Aside from that, though, how does this improve upon the existing capability to copy into an unlogged temporary table?
[>] unlogged temporary table can’t be inherited over sessions first of all.
And unlogged table needs to be recreated due to startup truncation of the table’s content
when the server crashes.
If you hold massive data in an unlogged table,
you’d forced to spend much time to recover it. This isn’t good.

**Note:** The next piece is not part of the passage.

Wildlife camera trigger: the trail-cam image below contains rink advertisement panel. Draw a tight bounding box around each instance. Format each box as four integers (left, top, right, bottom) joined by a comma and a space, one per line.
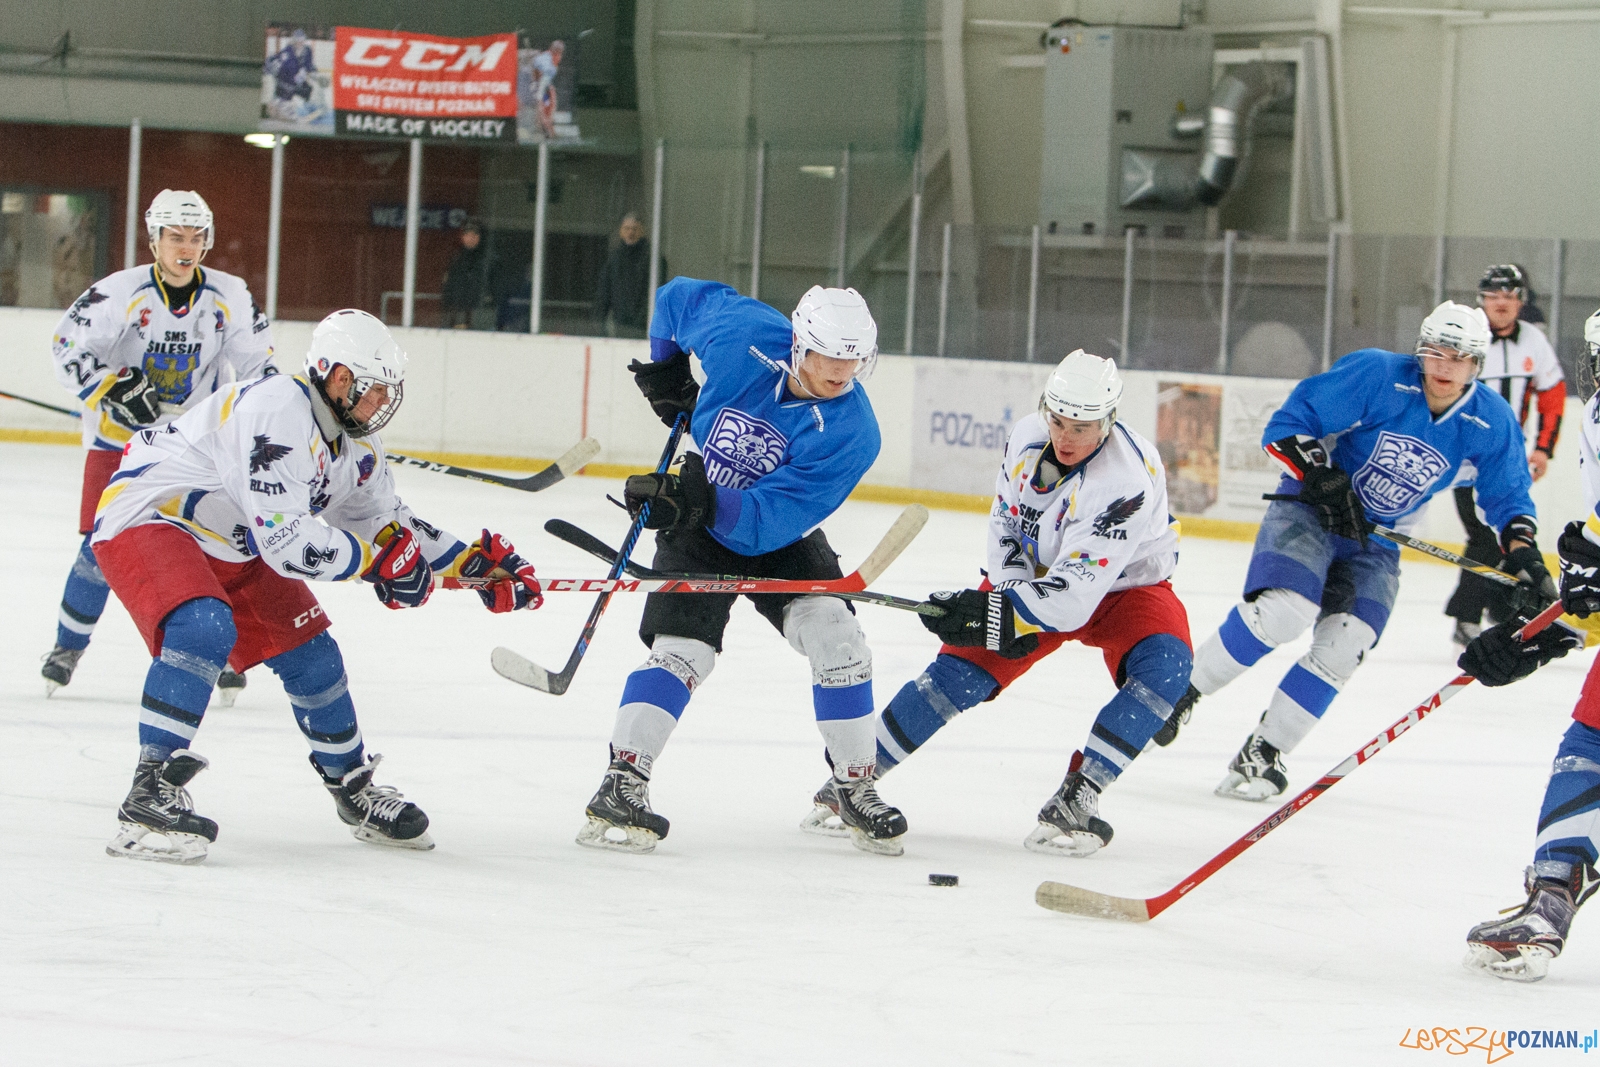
0, 305, 1583, 543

So I’m thinking that COPY UNLOGGED’d provide a more flexible way for keeping data
for COPY FROM users.
I’m considering that the feature gives them a choice that during ordinary operation
you can keep WAL logging for a target table and when you need high-speed loading
you can bypass WAL generation for it.
To achieve this, we have to
consider a new idea like loaded data’d be added
at the end of the all other pages and detach those
if the server crashes during the UNLOGGED loading processing for example.
By the way, “ALTER TABLE tbl SET UNLOGGED” is supported by postgres.
You may think it’s OK to change LOGGED table to UNLOGGED table by this command.
But, it copies the whole relation once actually. (This isn’t written in the manual.)
So this command becomes slow if the table the command is applied to contains a lot of data.
Thus changing the table’s status of UNLOGGED/LOGGED also requires cost at the moment and I think this copy is an obstacle for switching that table’s status.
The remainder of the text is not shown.